Artifacts are output to the `distribution/` directory.

More build options: [How to build Gravitino](https://gravitino.apache.org/docs/latest/how-to-build/)

## 👨‍💻 Developer Resources

- [How to build Gravitino](https://gravitino.apache.org/docs/latest/how-to-build/)
- [How to test Gravitino](https://gravitino.apache.org/docs/latest/how-to-test/)
- [Publish Docker images](https://gravitino.apache.org/docs/latest/publish-docker-images)

## 🤝 Contributing

We welcome all kinds of contributions—code, documentation, testing, connectors, and more!

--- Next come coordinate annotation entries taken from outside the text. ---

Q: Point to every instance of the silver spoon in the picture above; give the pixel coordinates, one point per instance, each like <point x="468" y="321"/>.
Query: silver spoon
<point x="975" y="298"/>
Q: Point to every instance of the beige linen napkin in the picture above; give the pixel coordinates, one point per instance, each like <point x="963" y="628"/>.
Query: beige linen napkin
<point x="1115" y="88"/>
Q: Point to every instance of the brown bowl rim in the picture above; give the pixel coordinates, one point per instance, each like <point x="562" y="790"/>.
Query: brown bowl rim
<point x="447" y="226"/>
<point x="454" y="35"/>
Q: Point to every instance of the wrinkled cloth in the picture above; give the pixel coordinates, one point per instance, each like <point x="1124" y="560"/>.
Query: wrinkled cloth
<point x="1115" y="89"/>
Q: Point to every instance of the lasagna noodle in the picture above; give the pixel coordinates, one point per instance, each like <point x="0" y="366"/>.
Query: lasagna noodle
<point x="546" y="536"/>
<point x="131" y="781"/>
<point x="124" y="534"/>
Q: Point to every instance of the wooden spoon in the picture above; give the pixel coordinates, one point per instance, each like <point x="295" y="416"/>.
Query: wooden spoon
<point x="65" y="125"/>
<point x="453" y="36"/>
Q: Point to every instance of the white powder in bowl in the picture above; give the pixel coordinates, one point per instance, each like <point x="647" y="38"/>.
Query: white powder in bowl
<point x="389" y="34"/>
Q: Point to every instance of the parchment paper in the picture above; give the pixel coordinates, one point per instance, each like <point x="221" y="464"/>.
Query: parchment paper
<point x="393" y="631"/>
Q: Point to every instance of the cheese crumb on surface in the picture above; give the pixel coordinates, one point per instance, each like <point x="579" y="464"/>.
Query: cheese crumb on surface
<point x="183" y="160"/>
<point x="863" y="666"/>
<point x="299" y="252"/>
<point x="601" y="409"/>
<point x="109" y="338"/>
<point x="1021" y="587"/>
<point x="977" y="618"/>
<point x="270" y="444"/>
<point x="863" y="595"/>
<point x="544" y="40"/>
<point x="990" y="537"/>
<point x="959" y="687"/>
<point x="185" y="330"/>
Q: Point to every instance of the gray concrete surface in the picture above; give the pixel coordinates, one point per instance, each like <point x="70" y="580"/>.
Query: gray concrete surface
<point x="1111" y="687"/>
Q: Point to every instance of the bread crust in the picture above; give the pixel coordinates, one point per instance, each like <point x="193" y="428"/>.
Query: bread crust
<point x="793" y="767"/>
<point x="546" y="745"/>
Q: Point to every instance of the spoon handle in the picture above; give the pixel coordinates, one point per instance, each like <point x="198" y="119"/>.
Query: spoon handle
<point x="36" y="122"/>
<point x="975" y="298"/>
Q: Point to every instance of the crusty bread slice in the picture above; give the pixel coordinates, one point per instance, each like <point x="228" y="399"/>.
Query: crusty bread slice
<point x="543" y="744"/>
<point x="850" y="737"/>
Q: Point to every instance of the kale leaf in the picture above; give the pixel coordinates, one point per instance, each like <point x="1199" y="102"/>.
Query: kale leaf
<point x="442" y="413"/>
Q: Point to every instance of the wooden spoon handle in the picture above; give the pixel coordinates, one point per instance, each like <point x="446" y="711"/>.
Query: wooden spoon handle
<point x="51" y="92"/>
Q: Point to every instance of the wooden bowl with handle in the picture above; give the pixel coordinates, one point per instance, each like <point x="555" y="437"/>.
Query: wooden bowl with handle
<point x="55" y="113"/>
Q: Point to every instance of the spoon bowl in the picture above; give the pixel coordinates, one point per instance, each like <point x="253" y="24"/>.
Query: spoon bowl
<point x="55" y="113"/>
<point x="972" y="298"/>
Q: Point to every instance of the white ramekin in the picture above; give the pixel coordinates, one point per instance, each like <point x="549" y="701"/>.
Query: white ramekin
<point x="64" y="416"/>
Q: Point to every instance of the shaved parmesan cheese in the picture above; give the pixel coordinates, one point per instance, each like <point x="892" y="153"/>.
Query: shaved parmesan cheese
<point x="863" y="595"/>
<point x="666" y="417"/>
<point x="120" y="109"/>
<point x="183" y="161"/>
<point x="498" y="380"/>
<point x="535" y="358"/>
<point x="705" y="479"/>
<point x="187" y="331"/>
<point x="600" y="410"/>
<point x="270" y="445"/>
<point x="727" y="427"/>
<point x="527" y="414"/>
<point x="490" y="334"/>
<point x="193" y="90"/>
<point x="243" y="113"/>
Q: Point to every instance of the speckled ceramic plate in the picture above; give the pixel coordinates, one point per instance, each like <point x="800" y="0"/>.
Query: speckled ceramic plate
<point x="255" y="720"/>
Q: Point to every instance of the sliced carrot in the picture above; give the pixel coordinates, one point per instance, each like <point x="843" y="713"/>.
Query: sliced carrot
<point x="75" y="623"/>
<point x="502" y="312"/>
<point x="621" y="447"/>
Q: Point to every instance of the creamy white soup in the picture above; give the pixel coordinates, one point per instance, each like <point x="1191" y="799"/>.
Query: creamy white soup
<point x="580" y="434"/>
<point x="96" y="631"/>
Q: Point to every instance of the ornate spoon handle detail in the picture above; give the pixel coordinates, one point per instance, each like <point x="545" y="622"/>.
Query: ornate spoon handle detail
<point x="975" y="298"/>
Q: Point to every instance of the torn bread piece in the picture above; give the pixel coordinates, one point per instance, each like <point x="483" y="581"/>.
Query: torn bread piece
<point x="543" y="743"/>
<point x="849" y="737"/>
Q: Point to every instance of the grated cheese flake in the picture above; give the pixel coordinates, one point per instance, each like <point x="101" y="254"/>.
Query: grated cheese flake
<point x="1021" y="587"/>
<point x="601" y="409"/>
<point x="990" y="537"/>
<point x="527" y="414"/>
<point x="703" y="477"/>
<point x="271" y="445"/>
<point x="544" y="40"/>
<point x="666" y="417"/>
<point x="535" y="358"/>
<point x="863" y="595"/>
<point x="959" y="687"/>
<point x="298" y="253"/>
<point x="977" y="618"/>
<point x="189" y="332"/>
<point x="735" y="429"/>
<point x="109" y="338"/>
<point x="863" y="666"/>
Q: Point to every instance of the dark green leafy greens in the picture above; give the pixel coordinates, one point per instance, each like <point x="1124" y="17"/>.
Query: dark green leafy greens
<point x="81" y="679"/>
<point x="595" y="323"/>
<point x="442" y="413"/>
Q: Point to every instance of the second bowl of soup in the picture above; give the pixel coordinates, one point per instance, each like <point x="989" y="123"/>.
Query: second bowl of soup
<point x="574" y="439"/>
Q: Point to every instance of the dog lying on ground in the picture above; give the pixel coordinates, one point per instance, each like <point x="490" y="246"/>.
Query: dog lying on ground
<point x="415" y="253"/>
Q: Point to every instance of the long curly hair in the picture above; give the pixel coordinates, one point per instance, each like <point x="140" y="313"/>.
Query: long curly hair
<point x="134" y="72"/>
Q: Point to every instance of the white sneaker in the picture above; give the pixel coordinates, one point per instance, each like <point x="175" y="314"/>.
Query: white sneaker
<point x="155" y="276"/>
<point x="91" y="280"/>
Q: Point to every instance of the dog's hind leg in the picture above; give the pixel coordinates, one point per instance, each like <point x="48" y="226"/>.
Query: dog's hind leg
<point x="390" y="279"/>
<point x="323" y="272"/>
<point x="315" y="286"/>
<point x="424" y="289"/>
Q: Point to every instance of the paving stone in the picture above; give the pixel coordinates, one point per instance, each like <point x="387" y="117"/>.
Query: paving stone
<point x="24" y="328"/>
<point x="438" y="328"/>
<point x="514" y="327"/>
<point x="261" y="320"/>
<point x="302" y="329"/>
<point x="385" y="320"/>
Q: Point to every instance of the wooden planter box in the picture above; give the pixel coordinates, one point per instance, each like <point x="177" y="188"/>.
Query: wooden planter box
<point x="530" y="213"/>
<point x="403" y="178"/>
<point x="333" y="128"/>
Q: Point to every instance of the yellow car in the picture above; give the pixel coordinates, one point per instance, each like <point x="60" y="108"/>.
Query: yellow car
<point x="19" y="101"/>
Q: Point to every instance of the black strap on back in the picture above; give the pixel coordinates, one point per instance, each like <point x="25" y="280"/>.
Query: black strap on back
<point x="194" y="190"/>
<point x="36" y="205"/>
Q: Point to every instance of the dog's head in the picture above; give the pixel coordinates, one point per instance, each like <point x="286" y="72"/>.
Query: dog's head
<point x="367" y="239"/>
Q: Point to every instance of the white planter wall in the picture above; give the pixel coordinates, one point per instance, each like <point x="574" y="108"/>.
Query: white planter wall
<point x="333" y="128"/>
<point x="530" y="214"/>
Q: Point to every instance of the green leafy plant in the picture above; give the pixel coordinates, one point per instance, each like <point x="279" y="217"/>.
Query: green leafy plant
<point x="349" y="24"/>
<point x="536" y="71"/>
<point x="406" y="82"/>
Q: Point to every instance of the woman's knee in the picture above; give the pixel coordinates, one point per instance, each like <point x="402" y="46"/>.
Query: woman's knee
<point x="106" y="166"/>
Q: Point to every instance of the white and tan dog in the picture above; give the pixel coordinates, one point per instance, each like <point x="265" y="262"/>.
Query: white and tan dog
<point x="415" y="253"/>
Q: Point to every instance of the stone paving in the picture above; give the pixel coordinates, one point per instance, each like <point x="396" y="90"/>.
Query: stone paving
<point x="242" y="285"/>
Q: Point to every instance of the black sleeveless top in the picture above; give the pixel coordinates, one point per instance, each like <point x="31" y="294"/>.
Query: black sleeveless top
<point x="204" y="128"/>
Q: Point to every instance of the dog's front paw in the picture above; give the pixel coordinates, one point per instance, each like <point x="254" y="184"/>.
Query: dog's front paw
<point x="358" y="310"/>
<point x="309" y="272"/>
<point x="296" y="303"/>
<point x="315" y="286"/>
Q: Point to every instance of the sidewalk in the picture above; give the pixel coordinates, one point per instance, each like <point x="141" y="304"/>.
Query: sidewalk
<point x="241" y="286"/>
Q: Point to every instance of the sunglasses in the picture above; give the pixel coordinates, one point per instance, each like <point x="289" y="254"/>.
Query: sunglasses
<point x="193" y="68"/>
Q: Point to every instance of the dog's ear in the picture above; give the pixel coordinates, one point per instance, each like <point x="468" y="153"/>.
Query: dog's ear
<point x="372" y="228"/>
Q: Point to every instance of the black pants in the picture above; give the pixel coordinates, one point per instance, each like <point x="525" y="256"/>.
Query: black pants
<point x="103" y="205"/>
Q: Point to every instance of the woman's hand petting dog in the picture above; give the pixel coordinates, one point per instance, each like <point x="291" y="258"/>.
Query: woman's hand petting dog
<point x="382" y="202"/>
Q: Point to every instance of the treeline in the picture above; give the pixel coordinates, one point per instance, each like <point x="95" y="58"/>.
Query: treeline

To get started, please read our [CONTRIBUTING.md](CONTRIBUTING.md) guide.

## 🔗 ASF Resources

- 📬 Mailing List: [dev@gravitino.apache.org](mailto:dev@gravitino.apache.org) ([subscribe](mailto:dev-subscribe@gravitino.apache.org))
- 🐞 Issue Tracker: [GitHub Issues](https://github.com/apache/gravitino/issues)

## 🪪 License

Apache Gravitino is licensed under the Apache License, Version 2.0.
See the [LICENSE](LICENSE) file for details.

Apache®, Apache Gravitino™, Apache Hadoop®, Apache Hive™, Apache Iceberg™, Apache Kafka®, Apache Spark™, Apache Submarine™, Apache Thrift™, and Apache Zeppelin™ are trademarks of the Apache Software Foundation in the United States and/or other countries.